On Tuesday in two courts in two cases brought by two different prosecutors President Trump’s former longtime lawyer, Michael Cohen, and his ex-campaign manager, Paul Manafort, were found to be crooks: guilty of bank fraud, tax evasion and paying off a porn star and a Playboy model in violation of federal campaign-finance law.

And the worst of this is that none of us are surprised – and none of the Trump support base will actually care much what their President did.

This is how divisive and paralysed the USA has become.

Mr Trump is a self-aggrandising liar. Period. This is why the work of the special counsel Robert Mueller is so important.

Mr Mueller had his best day on Tuesday. Trump had his worst day.

Both Cohen and Manafort had been in Mr Mueller’s sights. Both were convicted on eight counts, although Mr Mueller had handed over Cohen to the New York attorney’s office to prosecute. It is not the end of the story for Manafort, who is scheduled to go on trial in Washington DC in September over his work in Ukraine. Neither has Cohen finished. In court he admitted under oath that he broke the law at the direction of the president.

Cohen has a reason to cooperate with Mr Mueller – he can reduce his sentence if he assists in further investigations.

How Trump responds is key. Does he fight? Does he deflect? Does hs create a distracting crisis. To date he has encouraged the idea that he will lock up opponents, but he has not done so. Mr Trump attacks the “fake news” media but he has not sent thugs to smash printing presses.

Or – and this would be bizarre could he pardon all those found guilty through the Mueller investigation.  A flurry of pardons would deprive Mr Mueller of leverage to force their co-operation as witnesses. But it would also further provoke what may become a Democratic-majority House to begin impeachment proceedings.

Or he could sack Mueller – he has already twice tried to do so. Trump has already taken to calling Mr Mueller a “disgraced and discredited” man and alleging that the former FBI chief — and registered Republican — is in cahoots with Hillary Clinton’s people.

Mr Trump has called the prosecutors on Mr Mueller’s team “thugs” and “angry Democrats”.

He has also compared the special counsel’s work to the red scare investigations spearheaded by Senator Joe McCarthy in the 1950s.

Trump will go – resigning citing ill health or indicted. But it will take time. And in the meantime he can still do a great deal of damage. The Watergate investigation took two years to play out. It brought down a president and sent dozens to prison. Mr Mueller has been going for 15 months.

Yet Mr Mueller has barely scratched the surface. The drama will now intensify.

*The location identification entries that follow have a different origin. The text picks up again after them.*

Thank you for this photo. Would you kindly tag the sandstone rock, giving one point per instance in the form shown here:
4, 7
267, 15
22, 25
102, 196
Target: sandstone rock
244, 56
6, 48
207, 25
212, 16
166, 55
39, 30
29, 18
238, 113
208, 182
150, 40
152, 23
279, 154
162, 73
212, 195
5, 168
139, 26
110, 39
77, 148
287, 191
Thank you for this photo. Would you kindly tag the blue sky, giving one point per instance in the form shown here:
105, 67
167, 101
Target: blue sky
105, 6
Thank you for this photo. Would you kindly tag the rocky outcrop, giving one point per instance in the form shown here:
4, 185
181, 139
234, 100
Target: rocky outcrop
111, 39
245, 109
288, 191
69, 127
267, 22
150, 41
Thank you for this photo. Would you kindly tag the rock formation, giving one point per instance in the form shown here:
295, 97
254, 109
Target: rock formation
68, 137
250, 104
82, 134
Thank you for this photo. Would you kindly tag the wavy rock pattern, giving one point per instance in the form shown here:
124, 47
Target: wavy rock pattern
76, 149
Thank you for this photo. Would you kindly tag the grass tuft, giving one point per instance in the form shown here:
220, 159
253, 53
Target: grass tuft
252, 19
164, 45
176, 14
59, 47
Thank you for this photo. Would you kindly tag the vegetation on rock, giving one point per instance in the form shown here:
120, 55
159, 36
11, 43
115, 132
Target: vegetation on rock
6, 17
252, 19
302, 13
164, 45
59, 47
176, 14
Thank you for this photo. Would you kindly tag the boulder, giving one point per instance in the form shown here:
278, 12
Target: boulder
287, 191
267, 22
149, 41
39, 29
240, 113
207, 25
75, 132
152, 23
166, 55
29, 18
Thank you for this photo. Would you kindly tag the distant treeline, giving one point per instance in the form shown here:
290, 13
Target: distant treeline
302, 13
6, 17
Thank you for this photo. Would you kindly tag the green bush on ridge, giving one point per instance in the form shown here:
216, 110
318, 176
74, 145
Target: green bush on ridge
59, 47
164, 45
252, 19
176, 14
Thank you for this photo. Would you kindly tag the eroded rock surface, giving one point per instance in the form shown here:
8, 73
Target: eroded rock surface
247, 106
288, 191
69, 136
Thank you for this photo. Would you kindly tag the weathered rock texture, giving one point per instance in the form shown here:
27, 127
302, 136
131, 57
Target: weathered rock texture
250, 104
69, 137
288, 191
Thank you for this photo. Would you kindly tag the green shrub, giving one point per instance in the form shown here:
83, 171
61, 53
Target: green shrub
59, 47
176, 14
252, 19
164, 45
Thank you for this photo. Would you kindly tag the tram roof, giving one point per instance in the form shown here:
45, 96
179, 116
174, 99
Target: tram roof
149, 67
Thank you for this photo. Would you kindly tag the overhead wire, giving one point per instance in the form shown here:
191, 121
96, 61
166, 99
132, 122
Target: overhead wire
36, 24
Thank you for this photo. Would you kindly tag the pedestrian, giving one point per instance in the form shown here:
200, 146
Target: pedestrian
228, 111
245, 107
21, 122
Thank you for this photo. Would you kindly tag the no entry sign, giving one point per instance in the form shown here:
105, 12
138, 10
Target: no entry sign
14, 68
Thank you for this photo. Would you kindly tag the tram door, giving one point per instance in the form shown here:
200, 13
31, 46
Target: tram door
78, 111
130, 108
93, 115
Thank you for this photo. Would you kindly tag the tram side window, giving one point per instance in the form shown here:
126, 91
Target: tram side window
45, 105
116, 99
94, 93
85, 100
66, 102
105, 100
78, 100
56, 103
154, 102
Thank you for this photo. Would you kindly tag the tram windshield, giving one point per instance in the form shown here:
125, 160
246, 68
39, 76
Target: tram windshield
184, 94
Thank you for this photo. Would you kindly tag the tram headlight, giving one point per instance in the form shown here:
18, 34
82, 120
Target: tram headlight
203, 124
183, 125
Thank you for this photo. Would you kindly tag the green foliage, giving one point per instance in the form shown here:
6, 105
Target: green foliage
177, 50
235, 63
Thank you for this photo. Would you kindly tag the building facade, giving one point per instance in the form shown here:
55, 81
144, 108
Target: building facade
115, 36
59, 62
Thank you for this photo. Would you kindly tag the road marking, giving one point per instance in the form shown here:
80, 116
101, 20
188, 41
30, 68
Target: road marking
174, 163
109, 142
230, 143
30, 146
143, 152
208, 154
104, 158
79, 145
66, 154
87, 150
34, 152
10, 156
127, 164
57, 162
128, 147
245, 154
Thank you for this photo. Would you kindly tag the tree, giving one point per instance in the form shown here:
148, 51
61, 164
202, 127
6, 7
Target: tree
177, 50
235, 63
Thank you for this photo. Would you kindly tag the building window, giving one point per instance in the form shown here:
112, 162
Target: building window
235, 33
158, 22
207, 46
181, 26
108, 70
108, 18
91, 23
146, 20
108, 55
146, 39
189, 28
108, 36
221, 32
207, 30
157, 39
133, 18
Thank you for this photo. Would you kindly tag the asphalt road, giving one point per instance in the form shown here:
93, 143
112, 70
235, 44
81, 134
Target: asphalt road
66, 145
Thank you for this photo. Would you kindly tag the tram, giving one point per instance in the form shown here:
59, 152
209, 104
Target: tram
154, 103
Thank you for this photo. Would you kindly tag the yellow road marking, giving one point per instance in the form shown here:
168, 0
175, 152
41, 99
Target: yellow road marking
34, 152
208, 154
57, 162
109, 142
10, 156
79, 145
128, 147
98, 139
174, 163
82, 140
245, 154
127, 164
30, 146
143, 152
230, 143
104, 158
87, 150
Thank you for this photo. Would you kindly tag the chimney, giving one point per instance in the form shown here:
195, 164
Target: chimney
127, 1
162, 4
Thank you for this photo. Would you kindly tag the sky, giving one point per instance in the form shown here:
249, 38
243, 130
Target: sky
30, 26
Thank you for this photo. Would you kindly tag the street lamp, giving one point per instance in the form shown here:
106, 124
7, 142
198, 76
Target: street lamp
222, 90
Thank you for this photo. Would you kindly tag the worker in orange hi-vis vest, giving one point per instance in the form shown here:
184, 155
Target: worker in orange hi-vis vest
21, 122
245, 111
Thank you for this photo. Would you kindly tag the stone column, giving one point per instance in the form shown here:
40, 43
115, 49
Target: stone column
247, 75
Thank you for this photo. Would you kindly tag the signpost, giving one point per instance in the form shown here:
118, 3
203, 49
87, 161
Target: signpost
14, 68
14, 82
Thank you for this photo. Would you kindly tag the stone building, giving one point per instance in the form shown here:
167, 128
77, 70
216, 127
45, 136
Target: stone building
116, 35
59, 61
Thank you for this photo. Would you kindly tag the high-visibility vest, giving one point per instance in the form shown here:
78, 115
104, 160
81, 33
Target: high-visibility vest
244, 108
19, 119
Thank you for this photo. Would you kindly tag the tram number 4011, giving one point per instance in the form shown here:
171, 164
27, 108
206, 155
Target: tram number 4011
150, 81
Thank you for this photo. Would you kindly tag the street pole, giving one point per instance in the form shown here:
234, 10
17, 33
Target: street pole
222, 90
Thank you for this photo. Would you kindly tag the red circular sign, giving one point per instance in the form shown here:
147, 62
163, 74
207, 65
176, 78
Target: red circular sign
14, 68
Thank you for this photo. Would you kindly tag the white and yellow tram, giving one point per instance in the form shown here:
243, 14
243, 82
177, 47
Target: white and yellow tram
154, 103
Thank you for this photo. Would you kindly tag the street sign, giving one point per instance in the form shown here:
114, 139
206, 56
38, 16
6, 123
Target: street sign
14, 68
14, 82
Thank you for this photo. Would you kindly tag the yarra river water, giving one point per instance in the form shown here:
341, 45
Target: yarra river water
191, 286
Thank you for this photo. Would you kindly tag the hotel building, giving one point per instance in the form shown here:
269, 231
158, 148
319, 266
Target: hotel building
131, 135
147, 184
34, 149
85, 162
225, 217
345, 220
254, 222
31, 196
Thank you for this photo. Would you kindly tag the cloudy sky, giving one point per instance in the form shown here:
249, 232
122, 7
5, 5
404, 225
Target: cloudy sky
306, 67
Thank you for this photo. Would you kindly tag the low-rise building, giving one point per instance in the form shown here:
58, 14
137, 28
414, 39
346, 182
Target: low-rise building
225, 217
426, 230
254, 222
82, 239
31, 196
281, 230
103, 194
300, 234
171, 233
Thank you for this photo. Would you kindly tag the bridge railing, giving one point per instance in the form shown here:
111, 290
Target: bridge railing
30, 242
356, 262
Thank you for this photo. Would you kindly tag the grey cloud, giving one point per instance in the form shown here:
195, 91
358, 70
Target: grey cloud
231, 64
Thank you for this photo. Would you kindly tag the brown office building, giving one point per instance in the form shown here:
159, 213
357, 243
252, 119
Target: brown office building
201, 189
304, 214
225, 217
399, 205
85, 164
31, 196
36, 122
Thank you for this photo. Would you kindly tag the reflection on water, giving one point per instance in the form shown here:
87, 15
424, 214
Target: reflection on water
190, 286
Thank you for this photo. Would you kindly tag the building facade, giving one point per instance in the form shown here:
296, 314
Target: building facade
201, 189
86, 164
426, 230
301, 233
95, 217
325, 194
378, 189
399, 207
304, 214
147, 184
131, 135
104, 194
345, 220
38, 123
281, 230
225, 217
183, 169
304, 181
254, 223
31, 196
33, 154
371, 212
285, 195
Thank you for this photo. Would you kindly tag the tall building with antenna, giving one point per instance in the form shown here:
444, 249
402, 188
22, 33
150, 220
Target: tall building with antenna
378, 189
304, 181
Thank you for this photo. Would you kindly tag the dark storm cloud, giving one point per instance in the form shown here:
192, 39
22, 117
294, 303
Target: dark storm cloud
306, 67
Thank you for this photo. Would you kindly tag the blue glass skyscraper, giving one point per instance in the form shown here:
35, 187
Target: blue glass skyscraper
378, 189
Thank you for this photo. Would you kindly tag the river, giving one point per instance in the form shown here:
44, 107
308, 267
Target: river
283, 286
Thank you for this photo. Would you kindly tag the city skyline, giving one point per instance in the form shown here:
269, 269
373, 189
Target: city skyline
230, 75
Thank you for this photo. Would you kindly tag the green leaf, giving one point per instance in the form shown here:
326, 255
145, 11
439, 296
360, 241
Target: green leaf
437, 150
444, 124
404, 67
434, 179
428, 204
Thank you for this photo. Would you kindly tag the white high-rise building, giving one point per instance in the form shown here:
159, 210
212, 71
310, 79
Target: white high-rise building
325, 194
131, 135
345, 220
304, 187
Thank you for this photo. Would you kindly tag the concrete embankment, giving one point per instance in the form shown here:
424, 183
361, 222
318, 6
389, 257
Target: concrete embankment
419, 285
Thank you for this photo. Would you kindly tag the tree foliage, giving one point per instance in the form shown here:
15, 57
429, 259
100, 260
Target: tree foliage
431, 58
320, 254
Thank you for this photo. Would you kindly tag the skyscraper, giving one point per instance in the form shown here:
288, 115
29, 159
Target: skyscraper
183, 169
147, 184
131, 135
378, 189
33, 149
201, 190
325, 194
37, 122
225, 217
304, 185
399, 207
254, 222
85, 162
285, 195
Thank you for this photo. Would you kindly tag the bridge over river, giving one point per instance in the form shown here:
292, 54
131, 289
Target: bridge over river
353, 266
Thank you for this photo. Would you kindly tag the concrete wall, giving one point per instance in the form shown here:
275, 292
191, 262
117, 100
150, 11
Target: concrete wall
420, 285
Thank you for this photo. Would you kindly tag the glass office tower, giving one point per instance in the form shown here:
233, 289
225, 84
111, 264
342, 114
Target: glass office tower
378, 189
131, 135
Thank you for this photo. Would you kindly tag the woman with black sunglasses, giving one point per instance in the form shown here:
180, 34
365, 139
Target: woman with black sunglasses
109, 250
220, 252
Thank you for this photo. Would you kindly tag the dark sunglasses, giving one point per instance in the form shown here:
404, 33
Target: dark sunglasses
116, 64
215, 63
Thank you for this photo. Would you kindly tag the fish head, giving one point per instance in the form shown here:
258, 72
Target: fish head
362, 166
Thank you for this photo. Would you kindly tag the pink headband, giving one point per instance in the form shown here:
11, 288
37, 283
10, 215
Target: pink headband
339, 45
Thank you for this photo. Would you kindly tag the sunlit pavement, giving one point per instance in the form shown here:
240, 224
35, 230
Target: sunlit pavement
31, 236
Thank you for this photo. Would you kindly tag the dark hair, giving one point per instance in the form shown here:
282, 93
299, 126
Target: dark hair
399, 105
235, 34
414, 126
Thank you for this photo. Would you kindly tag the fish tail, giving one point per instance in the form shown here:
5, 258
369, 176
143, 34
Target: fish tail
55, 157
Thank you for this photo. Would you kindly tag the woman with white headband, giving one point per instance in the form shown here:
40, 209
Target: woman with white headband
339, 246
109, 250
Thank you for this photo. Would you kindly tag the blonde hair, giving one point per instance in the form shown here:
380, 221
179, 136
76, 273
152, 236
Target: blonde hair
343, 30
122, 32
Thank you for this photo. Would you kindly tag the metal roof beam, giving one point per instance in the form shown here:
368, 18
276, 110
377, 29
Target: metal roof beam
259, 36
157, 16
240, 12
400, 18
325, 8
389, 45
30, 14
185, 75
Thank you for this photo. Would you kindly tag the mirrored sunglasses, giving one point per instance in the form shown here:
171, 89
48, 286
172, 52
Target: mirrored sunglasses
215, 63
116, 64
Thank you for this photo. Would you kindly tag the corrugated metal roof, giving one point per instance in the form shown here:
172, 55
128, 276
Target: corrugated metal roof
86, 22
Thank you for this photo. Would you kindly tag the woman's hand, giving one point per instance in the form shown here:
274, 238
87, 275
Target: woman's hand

Trump has made it plain that he will not voluntarily submit to Mr Mueller’s interrogation. So how does this play out. Unknown. If the Supreme Court becomes involved that stacked body will look after Trump.

One reality from spending the last month in the USA – the american public has so far taken little interest in the details of the 15-month Mueller probe. And that should concern politicians on both sides.